The other day I had lunch with Peter Pan. Yes, really! Blayne Weaver has been the official voice of Disney’s classic Peter Pan character since 2001. Leaning into the classic sound of Bobby Driscoll, Disney’s original Peter,  Blayne records Peter Pan’s voice for films, TV, and Disney theme parks. Driscoll, I’m sad to report, came to a tragic end at age 31, a victim of drugs, alcohol, and Hollywood burn-out. Blayne, though much less famous, has found a way to keep his showbiz career moving forward. Though he started as an actor, and still loves the profession, he’s also kept busy in recent years as a screenwriter and director, mostly of indie movies of all stripes. Are you looking for a low-budget thriller? Or a romantic comedy? Blayne adores the whole process, challenges and all. His latest project, arriving this week on streaming service Xumo Play, is a holiday-themed rom-com called Miss Valentine.
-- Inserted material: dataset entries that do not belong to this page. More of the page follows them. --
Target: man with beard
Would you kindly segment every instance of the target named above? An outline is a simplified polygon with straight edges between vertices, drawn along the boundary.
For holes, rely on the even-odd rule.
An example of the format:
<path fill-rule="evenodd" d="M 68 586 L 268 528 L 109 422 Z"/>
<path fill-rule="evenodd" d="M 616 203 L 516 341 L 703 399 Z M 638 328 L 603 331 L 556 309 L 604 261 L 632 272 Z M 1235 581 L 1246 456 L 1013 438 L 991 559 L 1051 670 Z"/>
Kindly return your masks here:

As he described it to me, “I’m trying to make When Harry Met Sally, with a tiny budget and without Tom Hanks.”

 At present he has almost a dozen credits as a director, nearly as many as a producer, and a number of writing credits as well. I met him through my once-upon-a-time Roger Corman pal, Mike Elliott, who has long specialized (through his company Capital Arts) in direct-to-video-style productions, of which he’s made scores. Capital Arts is backing Miss Valentine, which takes advantage of Blayne’s longtime connection with the state of Virginia where he holds a prestigious teaching post in Shenandoah University’s film department. It seems that nearby Winchester, Virginia hosts an annual springtime Apple Blossom Festival. But cable channels love holiday themes (Christmas, of course, is the big one), and so Valentine’s Day got the nod. Local pride allowed Blayne and company to shoot the apple-blossom festivities, with organizers permitting cast and crew to add Valentine’s Day hoopla to their parade and other events. The neighborhood turnout gave Miss Valentine a cast of thousands. They got to play themselves as townsfolk, and also gave a warm welcome to the film’s stars, who include appealing TV personalities Paris Berelc (as the beauty pageant winner guilty of an unforgivable faux-pas) and Luke Benward, as the young man who’s long fancied her. Many veteran players are featured too, including Marilu Henner (Taxi) as a no-nonsense pageant organizer. But despite the film’s big look, it was shot economically, over a Corman-like period of three six-day weeks.    

 Blayne is too practical a guy to be obsessed with any hyper-ambitious future project. (No Megalopolis for him, I suspect). Having finished Miss Valentine, his current dream is “getting the next one going.” He’s tried out many genres, but admits to a fondness for horror comedy, in which “bad things happen to funny people.”  

 Thinking back to Manic, a film that was his big break as a screenwriter, Blayne has strong feelings about the atmosphere he wants to create on a set. This 2001 drama about emotionally damaged teens was written with a starring part for himself, but the funders eventually pushed for big money and a big-name cast. It should have been a tremendous break, but the atmosphere on the set was so toxic that he vowed—when he started directing—to take the opposite route. As he says now, “You get the best work from artists when they’re encouraged.” He puts it succinctly: he starts each project with “a no-asshole policy.”  

 Nothing, I suspect, is going to stop Blayne from doing what he loves. As he told me, “I’m my best me when I’m on set.”